La Provençale restait interdite. Elle venait du dehors, du froid, du noir de la nuit, une nuit de décembre, où la vie fiévreuse de Paris se continuant malgré l'heure, s'affolait dans l'épais brouillard déchiré en tous sens par des ombres rapides, les lanternes de couleur des omnibus, la trompe rauque des tramways; elle arrivait du Nord, elle arrivait de l'hiver, et tout à coup, sans transition, elle se trouvait en pleine Provence italienne, dans ce magasin Mèfre resplendissant aux approches de Noël de richesses gourmandes et ensoleillées, au milieu d'accents et de parfums connus. C'était la patrie brusquement retrouvée, le retour au pays après un an d'exil, d'épreuves, de luttes lointaines chez les Barbares. Une tiédeur l'envahissait, détendait ses nerfs, à mesure qu'elle émiettait sa banquette dans un doigt de Carthagène, répondant à tout ce brave monde à l'aise et familier avec elle comme si on la connaissait depuis vingt ans. Elle se sentait rentrée dans sa vie, dans ses habitudes; et des larmes lui en montaient aux yeux, ces yeux durs veinés de feu qui ne pleuraient jamais.
Le nom de Roumestan prononcé à son côté sécha tout à coup cette émotion. C'était madame Mèfre qui inspectait les adresses de ses envois et recommandait bien de ne pas se tromper, de ne pas porter la brandade de Numa, rue de Grenelle, mais rue de Londres.

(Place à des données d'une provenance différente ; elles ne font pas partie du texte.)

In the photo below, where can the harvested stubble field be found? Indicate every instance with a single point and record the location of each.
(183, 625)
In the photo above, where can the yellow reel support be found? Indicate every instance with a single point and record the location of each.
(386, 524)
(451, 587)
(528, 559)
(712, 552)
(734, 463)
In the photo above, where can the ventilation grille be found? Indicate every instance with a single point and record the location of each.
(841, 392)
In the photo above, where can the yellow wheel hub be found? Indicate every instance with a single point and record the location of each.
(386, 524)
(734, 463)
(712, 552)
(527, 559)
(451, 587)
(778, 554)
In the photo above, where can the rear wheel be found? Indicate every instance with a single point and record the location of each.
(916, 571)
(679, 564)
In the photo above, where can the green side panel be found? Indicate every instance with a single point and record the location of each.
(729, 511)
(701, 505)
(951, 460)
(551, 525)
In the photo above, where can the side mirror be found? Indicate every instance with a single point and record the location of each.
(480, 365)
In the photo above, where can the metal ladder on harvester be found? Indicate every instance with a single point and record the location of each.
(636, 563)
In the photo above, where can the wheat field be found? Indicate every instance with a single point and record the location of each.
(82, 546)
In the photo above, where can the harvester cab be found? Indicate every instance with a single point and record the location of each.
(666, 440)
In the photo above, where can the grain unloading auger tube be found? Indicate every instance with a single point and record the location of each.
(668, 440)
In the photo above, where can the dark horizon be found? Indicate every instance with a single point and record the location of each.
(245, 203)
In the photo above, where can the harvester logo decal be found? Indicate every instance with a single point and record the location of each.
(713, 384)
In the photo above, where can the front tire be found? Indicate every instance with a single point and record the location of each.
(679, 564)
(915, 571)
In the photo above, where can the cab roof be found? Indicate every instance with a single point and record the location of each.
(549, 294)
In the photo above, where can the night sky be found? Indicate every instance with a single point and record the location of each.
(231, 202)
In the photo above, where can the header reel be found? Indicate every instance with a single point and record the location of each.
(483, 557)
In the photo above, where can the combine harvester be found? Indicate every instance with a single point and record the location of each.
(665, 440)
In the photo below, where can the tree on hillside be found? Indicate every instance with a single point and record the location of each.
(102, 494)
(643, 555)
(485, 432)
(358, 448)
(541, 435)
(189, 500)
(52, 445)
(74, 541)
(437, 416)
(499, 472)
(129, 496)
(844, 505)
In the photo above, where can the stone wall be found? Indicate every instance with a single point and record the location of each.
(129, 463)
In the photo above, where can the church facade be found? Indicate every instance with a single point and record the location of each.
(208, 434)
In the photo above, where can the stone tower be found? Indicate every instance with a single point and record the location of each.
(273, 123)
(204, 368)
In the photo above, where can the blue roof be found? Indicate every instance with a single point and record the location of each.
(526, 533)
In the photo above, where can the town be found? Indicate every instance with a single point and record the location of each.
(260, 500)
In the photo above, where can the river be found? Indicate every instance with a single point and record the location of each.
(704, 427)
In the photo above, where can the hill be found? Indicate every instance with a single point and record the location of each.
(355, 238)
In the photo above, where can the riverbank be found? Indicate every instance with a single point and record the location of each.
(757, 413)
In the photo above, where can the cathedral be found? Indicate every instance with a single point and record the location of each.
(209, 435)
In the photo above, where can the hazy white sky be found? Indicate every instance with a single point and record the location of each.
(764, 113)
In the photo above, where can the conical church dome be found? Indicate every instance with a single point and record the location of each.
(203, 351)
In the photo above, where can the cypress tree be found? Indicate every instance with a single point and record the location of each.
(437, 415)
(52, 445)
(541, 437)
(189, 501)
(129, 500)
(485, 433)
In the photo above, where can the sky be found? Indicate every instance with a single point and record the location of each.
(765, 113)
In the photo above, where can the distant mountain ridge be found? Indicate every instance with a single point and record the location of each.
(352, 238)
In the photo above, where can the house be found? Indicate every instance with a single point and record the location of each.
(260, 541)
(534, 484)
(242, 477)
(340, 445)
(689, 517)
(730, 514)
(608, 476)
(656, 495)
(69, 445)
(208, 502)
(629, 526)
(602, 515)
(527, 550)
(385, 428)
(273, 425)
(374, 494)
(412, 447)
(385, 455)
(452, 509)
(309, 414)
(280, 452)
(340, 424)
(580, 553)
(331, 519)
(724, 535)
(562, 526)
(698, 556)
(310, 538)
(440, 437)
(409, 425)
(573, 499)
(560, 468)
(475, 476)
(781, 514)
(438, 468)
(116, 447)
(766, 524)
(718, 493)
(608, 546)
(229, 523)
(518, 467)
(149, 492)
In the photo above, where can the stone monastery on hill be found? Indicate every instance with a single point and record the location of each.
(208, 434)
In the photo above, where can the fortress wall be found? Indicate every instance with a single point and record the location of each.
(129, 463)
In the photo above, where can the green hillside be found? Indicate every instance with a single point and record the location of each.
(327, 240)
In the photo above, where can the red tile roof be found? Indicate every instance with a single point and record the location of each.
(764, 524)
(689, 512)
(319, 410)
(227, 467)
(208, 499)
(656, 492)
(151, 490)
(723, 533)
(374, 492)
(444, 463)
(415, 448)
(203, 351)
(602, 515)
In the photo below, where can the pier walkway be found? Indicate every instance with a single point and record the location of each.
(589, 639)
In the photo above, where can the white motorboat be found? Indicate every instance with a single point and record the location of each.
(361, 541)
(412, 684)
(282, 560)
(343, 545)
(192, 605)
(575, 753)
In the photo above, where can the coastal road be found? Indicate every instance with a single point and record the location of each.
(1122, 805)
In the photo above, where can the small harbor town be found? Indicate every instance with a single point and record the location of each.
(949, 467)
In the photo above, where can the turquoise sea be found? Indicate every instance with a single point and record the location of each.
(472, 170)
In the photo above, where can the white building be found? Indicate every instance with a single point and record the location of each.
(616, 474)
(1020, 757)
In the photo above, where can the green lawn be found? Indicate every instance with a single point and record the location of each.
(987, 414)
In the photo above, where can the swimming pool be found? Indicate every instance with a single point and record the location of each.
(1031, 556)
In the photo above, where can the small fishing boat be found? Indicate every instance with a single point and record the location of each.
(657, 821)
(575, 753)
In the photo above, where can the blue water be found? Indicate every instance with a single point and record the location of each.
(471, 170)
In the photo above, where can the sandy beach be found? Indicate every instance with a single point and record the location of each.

— Paraît que rue de Grenelle, la brandade n'est pas en odeur de saïnteté, remarqua l'un des produits.
— Je crois bien, dit M. Mèfre… Une dame du Nord, tout ce qu'il y a de plus Nord… Cuisine au beurre, allons!… tandis que rue de Londres, c'est le joli Midi, gaieté, chansons, et tout à l'huile… Je comprends que Numa s'y trouve mieux.
On en parlait légèrement de ce second ménage du ministre dans un petit pied-à-terre très commode, tout près de la gare, où il pouvait se reposer des fatigues de la Chambre, libre des réceptions et des grands tralalas. Bien sûr que l'exaltée madame Mèfre aurait poussé de beaux cris si pareille chose se fût passée dans son ménage; seulement, pour Numa, cela n'était que sympathique et naturel.
Il aimait le tendron; mais est-ce que tous nos rois ne couraient pas, et Charles X, et Henri IV, le vert-galant? Ça tenait à son nez Bourbon, té, pardi!…
Et à cette légèreté, à ce ton de gouaillerie dont le Midi traite toutes les affaires amoureuses, se mêlait une haine de race, l'antipathie contre la femme du Nord, l'étrangère et la cuisine au beurre. On s'excitait, on détaillait des anédotes, les charmes de la petite Alice et ses succès au Grand-Opéra.
— J'ai connu la maman Bachellery en temps de foire de Beaucaire, disait le vieux Valmajour… Elle chantait la romance au Café Thibaut.
Audiberte écoutait sans respirer, ne perdant pas un mot, incrustant dans sa tête nom, adresse; et ses petits yeux brillaient d'une ivresse diabolique où le vin de Carthagène n'était pour rien.
XVII
LA LAYETTE
Au coup léger frappé à la porte de sa chambre, madame Roumestan tressaillit, comme prise en faute, et repoussant le tiroir délicatement contourné de sa commode Louis XV, devant lequel elle se penchait presque agenouillée, elle demanda:
— Qui est là?… Qu'est-ce que vous voulez, Polly?…
— Une lettre pour madame… c'est très pressé… répondit l'Anglaise.